O montante superior a 750 milhões de euros (3.372.512.264 R$) destina-se a reformar os serviços de urgências nos hospitais franceses, entre 2019 e 2022. A soma a ser aplicada no projecto, provirá de verbas já existentes,no quadro do orçamento previsto para as despesas de saúde pública em França.

Através da reforma, o governo francês tenciona descongestionar as urgências dos hospitais do país, baseando-se no recurso à medicina privada e numa tomada a cargo mais rápida de cada paciente.

Contudo, a ministra da Saúde Agnès Buzyn, que anunciou segunda-feira as medidas para desobstruir os serviços de urgência, não previu o acréscimo de camas, nem o recrutamento de mais efectivos.

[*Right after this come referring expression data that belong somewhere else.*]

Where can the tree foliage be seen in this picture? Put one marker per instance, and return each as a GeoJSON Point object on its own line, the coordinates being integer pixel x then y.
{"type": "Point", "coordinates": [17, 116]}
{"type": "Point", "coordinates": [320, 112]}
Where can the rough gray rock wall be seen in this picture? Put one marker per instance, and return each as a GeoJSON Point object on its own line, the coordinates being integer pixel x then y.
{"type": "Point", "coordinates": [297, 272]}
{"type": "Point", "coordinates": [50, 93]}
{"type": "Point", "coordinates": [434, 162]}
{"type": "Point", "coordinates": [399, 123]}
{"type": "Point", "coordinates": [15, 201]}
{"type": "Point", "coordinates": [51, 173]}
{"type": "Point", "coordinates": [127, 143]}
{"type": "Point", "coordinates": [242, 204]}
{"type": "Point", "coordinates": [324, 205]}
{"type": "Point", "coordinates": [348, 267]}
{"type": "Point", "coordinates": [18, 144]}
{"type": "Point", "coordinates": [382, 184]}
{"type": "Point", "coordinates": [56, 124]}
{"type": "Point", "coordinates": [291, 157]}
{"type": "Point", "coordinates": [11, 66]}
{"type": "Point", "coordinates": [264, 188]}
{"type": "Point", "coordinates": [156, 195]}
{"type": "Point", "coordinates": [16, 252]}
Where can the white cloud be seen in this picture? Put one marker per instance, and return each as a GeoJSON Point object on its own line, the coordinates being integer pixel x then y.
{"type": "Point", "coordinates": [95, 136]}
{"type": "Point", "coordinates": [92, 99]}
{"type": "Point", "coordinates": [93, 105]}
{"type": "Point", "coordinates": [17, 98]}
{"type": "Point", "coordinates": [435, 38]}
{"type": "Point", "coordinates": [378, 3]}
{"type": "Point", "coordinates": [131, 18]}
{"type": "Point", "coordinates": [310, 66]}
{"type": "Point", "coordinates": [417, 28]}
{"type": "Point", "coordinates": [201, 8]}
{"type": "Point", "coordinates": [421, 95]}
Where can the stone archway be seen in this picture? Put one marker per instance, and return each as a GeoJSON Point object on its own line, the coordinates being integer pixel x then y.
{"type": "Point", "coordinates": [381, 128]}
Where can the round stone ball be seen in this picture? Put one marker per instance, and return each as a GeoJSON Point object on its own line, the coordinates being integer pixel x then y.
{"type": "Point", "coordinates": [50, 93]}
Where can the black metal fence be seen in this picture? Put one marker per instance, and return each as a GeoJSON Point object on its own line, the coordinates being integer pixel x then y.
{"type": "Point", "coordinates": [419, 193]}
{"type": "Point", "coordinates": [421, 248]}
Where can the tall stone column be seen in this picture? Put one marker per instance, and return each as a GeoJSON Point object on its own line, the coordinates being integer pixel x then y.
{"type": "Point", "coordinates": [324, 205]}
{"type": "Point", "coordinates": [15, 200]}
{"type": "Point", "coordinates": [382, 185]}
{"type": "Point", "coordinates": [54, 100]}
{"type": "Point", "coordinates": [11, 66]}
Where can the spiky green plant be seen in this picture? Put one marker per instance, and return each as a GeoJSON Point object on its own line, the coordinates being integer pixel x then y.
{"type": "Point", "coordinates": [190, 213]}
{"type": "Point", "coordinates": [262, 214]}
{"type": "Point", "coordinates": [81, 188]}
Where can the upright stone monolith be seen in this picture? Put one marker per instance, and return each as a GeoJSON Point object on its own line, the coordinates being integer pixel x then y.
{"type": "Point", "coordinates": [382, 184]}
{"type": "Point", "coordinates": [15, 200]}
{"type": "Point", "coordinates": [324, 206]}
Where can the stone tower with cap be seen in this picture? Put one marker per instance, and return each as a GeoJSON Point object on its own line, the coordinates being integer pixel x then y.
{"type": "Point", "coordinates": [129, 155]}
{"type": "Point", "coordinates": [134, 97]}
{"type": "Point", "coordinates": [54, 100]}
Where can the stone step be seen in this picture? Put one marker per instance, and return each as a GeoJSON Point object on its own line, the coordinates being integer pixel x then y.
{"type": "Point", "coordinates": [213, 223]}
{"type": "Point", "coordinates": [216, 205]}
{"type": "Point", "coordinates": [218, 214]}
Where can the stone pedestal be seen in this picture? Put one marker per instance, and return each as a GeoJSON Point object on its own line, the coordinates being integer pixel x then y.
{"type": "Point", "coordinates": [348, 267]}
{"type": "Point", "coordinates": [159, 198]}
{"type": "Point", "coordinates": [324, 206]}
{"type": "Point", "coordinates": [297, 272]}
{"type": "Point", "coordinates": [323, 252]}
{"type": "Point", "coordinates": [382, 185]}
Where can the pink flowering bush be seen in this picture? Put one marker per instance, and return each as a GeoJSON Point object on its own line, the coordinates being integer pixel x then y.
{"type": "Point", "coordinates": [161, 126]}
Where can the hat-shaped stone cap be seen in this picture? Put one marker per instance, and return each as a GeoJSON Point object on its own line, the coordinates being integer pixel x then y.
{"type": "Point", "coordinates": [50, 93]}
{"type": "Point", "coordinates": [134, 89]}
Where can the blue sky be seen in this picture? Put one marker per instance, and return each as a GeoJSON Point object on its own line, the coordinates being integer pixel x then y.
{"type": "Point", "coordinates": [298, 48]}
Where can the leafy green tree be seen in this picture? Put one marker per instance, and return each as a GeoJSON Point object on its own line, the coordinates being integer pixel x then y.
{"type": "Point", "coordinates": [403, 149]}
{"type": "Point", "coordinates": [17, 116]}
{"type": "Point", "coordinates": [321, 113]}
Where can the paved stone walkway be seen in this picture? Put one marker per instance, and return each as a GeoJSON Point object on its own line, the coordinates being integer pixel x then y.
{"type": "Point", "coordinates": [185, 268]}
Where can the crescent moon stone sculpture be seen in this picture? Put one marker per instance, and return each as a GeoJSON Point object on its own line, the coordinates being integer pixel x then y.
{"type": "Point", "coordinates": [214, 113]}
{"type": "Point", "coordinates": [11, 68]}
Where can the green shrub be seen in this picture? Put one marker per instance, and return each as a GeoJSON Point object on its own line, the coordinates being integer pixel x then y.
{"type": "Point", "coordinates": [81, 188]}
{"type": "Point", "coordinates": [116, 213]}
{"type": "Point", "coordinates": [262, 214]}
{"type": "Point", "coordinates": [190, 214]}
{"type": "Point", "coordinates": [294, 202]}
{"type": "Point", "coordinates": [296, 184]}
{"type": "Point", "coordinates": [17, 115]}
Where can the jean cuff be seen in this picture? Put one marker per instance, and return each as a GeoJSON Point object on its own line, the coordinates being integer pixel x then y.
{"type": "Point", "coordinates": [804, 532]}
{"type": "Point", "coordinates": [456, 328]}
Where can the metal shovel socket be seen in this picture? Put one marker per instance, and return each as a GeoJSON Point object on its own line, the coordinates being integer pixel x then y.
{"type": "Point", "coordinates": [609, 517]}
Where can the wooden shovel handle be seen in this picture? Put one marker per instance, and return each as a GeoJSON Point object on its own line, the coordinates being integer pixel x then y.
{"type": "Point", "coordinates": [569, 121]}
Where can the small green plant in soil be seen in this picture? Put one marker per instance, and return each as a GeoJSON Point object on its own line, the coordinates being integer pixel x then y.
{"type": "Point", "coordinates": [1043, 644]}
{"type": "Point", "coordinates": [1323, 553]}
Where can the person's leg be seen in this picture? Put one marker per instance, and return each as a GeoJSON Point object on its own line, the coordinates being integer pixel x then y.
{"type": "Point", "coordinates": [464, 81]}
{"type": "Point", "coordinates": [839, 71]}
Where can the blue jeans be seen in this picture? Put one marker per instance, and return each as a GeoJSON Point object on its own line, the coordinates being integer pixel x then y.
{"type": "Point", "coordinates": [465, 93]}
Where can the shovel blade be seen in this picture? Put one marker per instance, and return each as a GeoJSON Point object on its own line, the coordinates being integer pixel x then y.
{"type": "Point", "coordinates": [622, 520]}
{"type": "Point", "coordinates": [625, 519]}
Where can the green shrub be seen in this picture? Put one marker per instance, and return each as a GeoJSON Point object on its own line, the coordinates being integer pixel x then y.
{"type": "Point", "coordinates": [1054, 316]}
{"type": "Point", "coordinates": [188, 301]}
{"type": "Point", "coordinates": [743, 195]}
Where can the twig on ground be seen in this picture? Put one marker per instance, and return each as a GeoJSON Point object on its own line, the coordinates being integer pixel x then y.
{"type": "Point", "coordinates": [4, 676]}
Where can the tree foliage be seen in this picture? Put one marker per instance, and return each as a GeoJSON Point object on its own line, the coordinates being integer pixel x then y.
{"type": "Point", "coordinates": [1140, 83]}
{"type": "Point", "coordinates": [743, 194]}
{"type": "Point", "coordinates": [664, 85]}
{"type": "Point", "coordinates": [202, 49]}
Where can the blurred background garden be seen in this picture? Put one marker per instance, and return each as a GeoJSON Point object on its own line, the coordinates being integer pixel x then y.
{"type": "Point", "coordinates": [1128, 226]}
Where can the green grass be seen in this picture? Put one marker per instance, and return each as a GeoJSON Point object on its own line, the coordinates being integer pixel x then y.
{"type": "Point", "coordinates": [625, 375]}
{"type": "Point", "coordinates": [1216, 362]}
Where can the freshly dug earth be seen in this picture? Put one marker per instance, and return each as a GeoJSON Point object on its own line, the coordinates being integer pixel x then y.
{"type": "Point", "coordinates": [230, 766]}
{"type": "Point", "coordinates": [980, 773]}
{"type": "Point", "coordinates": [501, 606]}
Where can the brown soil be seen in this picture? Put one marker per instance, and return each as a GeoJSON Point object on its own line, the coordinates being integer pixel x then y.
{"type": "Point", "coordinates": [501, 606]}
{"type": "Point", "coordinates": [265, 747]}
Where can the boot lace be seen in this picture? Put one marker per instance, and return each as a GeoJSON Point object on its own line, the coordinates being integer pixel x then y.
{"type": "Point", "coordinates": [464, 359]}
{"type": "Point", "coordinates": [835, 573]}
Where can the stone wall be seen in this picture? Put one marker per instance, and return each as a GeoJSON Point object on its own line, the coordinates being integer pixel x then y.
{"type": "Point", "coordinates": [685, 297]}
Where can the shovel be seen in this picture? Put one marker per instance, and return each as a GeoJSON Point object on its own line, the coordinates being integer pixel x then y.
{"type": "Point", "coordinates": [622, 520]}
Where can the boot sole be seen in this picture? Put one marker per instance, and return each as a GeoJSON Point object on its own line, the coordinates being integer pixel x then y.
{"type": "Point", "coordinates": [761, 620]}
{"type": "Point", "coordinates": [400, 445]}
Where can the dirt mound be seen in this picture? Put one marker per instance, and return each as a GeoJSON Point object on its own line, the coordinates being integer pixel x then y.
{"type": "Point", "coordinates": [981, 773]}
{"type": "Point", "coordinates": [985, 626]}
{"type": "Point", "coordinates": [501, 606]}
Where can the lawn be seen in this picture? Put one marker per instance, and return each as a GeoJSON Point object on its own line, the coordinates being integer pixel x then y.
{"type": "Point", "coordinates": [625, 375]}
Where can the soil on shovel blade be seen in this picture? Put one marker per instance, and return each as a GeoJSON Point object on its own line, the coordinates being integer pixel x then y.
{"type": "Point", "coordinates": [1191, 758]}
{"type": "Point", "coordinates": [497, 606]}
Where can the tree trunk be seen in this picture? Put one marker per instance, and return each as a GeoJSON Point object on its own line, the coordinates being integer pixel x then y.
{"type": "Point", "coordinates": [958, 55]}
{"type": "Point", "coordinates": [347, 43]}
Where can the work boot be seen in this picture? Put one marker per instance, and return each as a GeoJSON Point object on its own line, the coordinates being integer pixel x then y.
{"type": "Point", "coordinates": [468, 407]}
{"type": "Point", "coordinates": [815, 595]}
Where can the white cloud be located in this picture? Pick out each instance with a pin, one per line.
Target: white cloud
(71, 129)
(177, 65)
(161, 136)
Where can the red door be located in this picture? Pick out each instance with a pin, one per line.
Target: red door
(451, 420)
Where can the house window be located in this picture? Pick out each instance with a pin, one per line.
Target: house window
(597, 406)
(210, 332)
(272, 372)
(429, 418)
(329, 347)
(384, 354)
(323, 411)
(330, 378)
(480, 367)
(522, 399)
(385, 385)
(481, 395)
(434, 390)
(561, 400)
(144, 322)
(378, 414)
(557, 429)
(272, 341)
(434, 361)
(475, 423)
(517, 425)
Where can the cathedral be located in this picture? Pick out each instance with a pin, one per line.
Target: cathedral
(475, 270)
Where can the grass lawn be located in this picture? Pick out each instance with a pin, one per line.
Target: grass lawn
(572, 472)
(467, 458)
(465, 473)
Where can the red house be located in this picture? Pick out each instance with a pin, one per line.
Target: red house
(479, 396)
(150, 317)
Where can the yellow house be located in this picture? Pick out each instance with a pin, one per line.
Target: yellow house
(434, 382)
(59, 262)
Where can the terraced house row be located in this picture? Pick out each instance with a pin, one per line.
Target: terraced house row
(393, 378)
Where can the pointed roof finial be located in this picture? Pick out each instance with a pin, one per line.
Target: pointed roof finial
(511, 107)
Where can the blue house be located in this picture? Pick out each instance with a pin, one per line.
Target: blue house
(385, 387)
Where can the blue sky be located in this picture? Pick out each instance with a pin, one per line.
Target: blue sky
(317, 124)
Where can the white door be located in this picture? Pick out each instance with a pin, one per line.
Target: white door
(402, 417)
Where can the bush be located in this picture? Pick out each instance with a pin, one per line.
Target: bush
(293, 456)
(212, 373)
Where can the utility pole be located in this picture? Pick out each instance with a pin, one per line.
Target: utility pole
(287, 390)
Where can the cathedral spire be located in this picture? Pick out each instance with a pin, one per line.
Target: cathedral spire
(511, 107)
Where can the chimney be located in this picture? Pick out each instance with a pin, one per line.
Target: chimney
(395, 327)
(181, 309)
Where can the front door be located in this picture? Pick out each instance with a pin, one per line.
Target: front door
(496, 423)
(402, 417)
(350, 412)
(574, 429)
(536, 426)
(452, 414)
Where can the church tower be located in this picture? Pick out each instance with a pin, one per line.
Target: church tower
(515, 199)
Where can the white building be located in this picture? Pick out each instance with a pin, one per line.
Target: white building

O pessoal em greve há mais de seis meses, para protestar contra a saturação, reclama novos efectivos, de forma a atender convenientemente o número crescente de pacientes, que afluem aos serviços médicos de urgência, por toda a França.

Agnès Buzyn reuniu-se na segunda-feira com os representantes do pessoal e directores de hospitais, bem como os sindicatos de médicos liberais e o colectivo Inter-Urgências, na origem do movimento que exige mais postos de trabalho e camas, perante os serviços saturados.